Output, and associated issues

1. xsl:output - new attributes
2. XSLT2 Character maps
3. Character maps
4. Safe-guarding codepoints-to-string() from wrong input
5. Output an ampersand... or using XSLT 2.0 properly

1.

xsl:output - new attributes

Jeni Tennison

There are some additional attributes on <xsl:output>, though, namely:

escape-uri-attributes determines whether HTML URI attributes (e.g. a/@href and img/@src) are escaped automatically or not with the html and xhtml output methods. You can turn off escaping and then use the new escape-uri() function to get greater control over the escaping of these attributes.

include-content-type determines whether the <meta> element gets added with the html/xhtml output methods.

normalize-unicode determines whether the result gets normalized to Unicode Normalization Form C.

undeclare-namespaces determines whether namespaces should be undeclared or not -- this is to support XML Namespaces 1.1 in which namespaces can be undeclared.

Also note that the serialisation spec is now separate from XSLT: you can find it at http://www.w3.org/TR/xslt-xquery-serialization. Hopefully that means that it can be used elsewhere (in particular by XQuery).

2.

XSLT2 Character maps

David Carlisle

I have produced a stylesheet to generate XSLT 2 stylesheets producing character maps corresponding to the ISO and MathML entity collections available fromW3C. See the second paragraph.

This includes an xsl stylesheet corresponding to each of the ISO entity sets, one stylesheet that defines a combined character map for all of the entity sets, and a test document and sample output. There is also an archive of all the xsl files, so you can experiment with local copies.

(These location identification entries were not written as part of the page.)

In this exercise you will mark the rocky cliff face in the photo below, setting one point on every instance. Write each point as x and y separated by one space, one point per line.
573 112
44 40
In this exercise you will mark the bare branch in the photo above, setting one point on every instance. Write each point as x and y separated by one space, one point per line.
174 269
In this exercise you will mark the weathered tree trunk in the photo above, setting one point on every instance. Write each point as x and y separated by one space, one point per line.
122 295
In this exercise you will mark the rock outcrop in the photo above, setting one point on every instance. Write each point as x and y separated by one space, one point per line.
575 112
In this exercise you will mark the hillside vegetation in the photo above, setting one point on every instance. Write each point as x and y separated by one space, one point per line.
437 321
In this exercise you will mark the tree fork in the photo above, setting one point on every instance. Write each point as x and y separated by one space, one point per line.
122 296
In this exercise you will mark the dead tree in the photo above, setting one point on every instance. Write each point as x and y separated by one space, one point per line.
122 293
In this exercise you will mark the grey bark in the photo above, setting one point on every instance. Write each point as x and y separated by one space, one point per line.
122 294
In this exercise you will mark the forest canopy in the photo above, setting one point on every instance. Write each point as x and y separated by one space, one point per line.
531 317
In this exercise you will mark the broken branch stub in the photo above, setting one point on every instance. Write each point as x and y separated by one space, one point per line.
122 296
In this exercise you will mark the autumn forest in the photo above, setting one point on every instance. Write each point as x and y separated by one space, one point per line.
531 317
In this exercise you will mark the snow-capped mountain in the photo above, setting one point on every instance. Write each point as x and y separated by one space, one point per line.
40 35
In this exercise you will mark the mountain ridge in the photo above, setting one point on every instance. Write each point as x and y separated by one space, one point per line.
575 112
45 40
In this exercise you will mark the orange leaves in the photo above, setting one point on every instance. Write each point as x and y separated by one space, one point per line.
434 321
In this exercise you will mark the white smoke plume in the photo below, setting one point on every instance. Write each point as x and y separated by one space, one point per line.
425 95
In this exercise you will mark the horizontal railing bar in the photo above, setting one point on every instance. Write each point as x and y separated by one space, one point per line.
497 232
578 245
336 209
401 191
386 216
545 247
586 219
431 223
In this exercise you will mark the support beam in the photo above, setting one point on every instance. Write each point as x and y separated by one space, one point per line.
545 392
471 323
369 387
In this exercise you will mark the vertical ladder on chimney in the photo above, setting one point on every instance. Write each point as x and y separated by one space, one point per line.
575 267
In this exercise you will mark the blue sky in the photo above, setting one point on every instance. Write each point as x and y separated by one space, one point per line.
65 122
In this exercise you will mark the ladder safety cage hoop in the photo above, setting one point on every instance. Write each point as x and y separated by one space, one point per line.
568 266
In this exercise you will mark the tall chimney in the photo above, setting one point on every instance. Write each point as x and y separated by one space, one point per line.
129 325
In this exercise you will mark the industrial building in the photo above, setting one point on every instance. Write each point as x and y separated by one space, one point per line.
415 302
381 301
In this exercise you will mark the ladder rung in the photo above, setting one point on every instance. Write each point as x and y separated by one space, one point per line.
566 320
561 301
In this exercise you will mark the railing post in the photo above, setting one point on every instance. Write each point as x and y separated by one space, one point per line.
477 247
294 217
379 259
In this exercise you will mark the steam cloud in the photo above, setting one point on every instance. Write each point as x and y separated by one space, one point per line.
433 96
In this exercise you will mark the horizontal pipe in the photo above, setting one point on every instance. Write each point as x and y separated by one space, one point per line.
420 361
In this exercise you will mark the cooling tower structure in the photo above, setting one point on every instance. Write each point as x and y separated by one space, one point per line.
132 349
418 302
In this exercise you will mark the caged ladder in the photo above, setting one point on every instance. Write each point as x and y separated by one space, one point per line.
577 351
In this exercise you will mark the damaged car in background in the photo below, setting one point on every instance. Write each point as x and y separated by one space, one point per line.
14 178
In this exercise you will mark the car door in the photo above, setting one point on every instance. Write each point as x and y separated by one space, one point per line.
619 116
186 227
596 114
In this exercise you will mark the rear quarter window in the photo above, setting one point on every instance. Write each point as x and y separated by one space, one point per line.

If you are using Saxon 7.7 and want to produce output which makes use of ISO entities, you may find this useful.

Currently a mapping is defined for every entity that resolves to a single Unicode character with a code point greater than 128. Entities that resolve to more than one character, or to ascii characters are just represented in the mapping files by a comment.

Note that due to a feature of the current saxon implementation you need to explictly use method="xml" on xsl:output to use this feature (see the charmaptest.xsl file linked from the above).

3.

Character maps

David Carlisle

Experimenting with XSLT 2 character maps....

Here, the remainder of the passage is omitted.